The Toronto Blue Jays inked a pair of pitchers on Thursday on minor league deals
The Ax man cometh back.
John Axford had expressed a desire to return to the Toronto Blue Jays. He has apparently gotten his wish.
Axford has reportedly signed a minor league deal with the Jays. Assuming he makes the team out of spring training, he will need to be added to the 40 man roster.
Axford was 4-1 with a 4.41 era in 45 games with the Blue Jays in 2018 before being traded to the Dodgers. Unfortunately he suffered a fractured fibula after being hit with a comebacker on August 12, 2018 and didn’t pitch in the postseason for the Dodgers. He has also previously played for the Brewers, Cardinals, Indians, Pirates, Rockies and Athletics.
The 35 year old offers a veteran presence to a team that will be focusing on a youth movement. When healthy, the 10 year MLB veteran still possesses swing and miss stuff. He had 8.9 strikeouts per 9 innings in 2018.
Axford, a native of Simcoe, Ontario had expressed a preference for returning to Canada’s lone MLB team, in part so that he can be near his family during the season. When it was mentioned to him that he could once again face the possibility of being traded to a contender at the 2019 trade deadline as he was in 2018, he replied that he would keep coming back to the Blue Jays. If nothing else, the organization has to be impressed with his loyalty.
No word on whether Axford received a bullpen cart as a signing bonus.
The Blue Jays weren’t done adding pitching depth. They also signed LHP pitcher Ryan Feierabend to a minor league deal, pending a physical.
Feierabend is an interesting story. The 33 year old pitched in MLB with the Seattle Mariners from 2006-2008 and with the Texas Rangers in 2014. Feierabend struggled in MLB to the tune of a 7.15 era. From 2015-2018 he pitched in Korea. Still not having the kind of results he hoped for, he decided to add a new weapon to his repertoire:
Feierabend isn’t your typical knuckleball pitcher by any means. While the majority of knuckleball pitchers throw most or all knuckleballs, Feierabend throws his roughly 20% of the time as an out pitch. Initial results were very encouraging. He led the league in era in 2017 at 3.04. He didn’t do quite as we’ll in 2018 however – his era rose back up to 4.30. Now Feierabend will see how well his new and improved arsenal translates to MLB.

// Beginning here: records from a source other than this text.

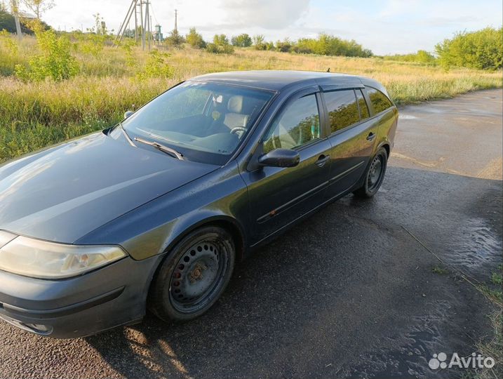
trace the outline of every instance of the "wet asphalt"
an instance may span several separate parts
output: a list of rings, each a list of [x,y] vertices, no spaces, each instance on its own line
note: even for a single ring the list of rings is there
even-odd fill
[[[377,195],[262,248],[194,321],[71,340],[0,321],[0,378],[461,376],[428,361],[492,333],[492,305],[460,273],[486,282],[502,262],[502,104],[494,90],[401,108]]]

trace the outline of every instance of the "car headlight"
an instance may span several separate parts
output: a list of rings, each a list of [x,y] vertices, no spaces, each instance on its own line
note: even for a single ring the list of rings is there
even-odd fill
[[[125,256],[117,246],[65,245],[0,231],[0,270],[26,277],[68,278]]]

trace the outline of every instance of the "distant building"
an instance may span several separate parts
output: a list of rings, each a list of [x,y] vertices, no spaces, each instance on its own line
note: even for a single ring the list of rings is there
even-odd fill
[[[154,41],[157,41],[158,42],[162,42],[164,40],[164,38],[163,37],[162,32],[161,31],[161,25],[157,24],[155,27],[155,29],[152,32],[152,36],[154,37]]]

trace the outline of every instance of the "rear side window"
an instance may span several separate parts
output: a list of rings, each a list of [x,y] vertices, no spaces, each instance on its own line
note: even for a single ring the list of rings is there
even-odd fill
[[[360,121],[356,98],[353,90],[335,91],[323,94],[332,133]]]
[[[368,113],[368,107],[367,107],[367,102],[365,101],[363,94],[361,93],[361,90],[355,90],[356,92],[356,98],[358,99],[358,105],[360,107],[360,117],[362,120],[368,119],[370,117]]]
[[[288,105],[264,136],[264,152],[295,149],[320,137],[320,116],[316,95],[308,95]]]
[[[393,106],[389,99],[380,91],[372,87],[367,87],[367,93],[370,98],[370,102],[374,107],[374,112],[377,114]]]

This all seems very similar to last year for the Blue Jays. They signed several veteran pitchers to minor league deals and evaluated them through spring training. In addition to Axford and Tyler Clippard the Blue Jays had Craig Breslow and Al Alburquerque in camp last spring. Axford and Clippard pitched well enough in exhibition games to convince management that they could still pitch effectively at the major league level and they made the team. The others did not.

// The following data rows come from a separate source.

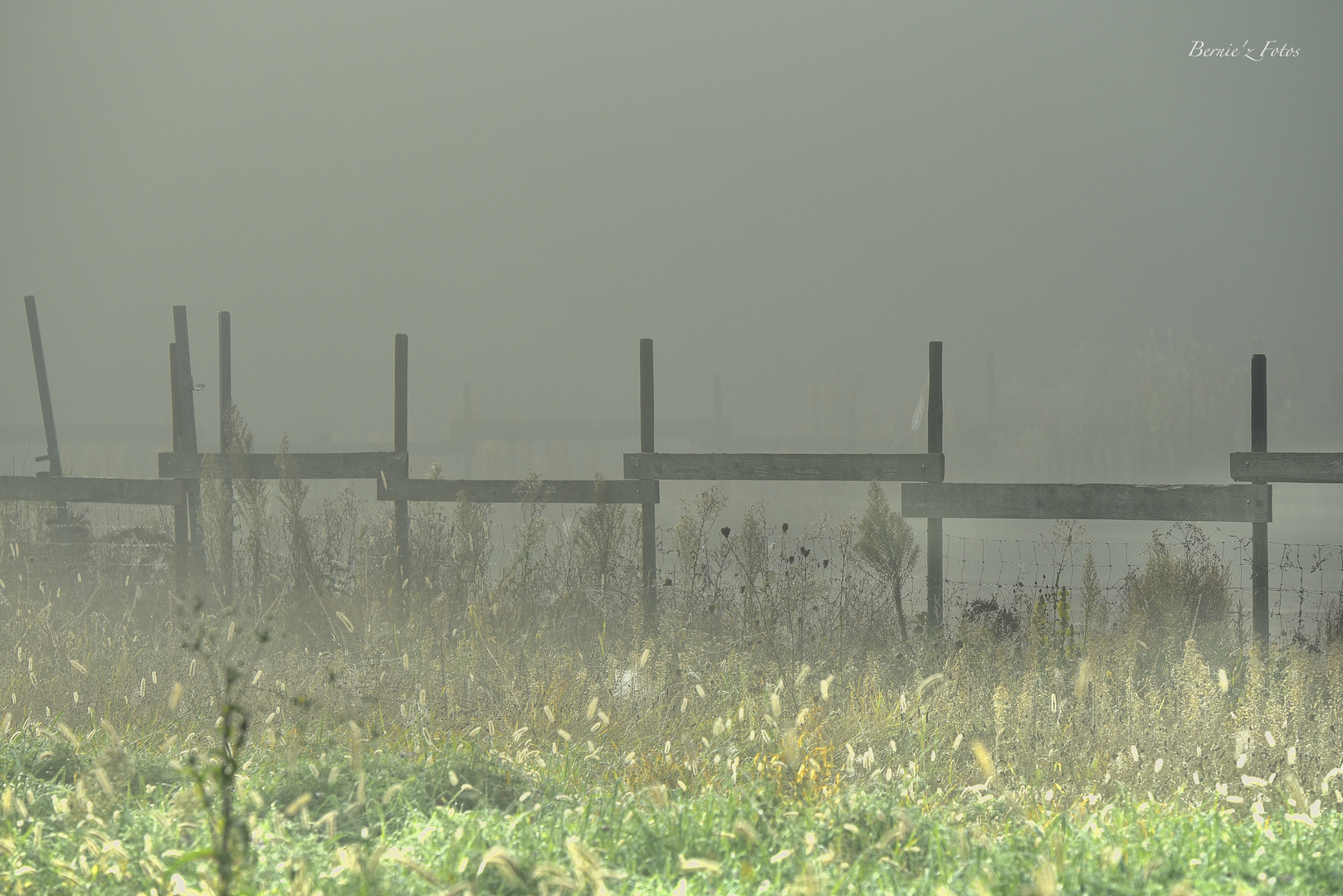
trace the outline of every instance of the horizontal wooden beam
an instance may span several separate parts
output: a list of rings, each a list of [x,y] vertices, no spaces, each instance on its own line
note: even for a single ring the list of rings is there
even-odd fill
[[[40,423],[0,423],[0,442],[42,442]],[[172,429],[140,423],[62,423],[62,442],[171,442]]]
[[[1236,482],[1343,482],[1343,453],[1234,451]]]
[[[908,517],[1272,523],[1270,485],[908,482]]]
[[[173,506],[187,492],[173,480],[110,480],[77,476],[0,476],[0,501],[158,504]]]
[[[526,441],[526,439],[630,439],[639,438],[638,420],[457,420],[451,424],[454,441]],[[672,438],[712,439],[732,435],[728,419],[658,420],[658,435]]]
[[[199,480],[204,454],[164,451],[158,455],[158,476],[167,480]],[[222,476],[234,480],[278,480],[274,454],[216,454]],[[408,458],[404,453],[302,453],[290,454],[301,480],[376,480],[383,473],[404,478]]]
[[[626,480],[940,482],[941,454],[626,454]]]
[[[521,504],[518,480],[391,480],[377,481],[379,501],[457,501],[466,496],[481,504]],[[543,480],[547,504],[596,504],[592,480]],[[602,484],[606,504],[657,504],[658,484],[610,480]]]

The Blue Jays might still have more of these type of moves coming and that isn’t a bad thing. On the contrary, these low risk type of moves really cost next to nothing. They aren’t committing a roster spot until they have decided who (if any) they want to bring north when camp breaks and minor league deals cost very little financially. With all the unsigned free agents there are who are still looking for jobs, it wouldn’t be surprising at all for there to be even more competition for spots in the Blue Jays bullpen when Grapefruit League games begin.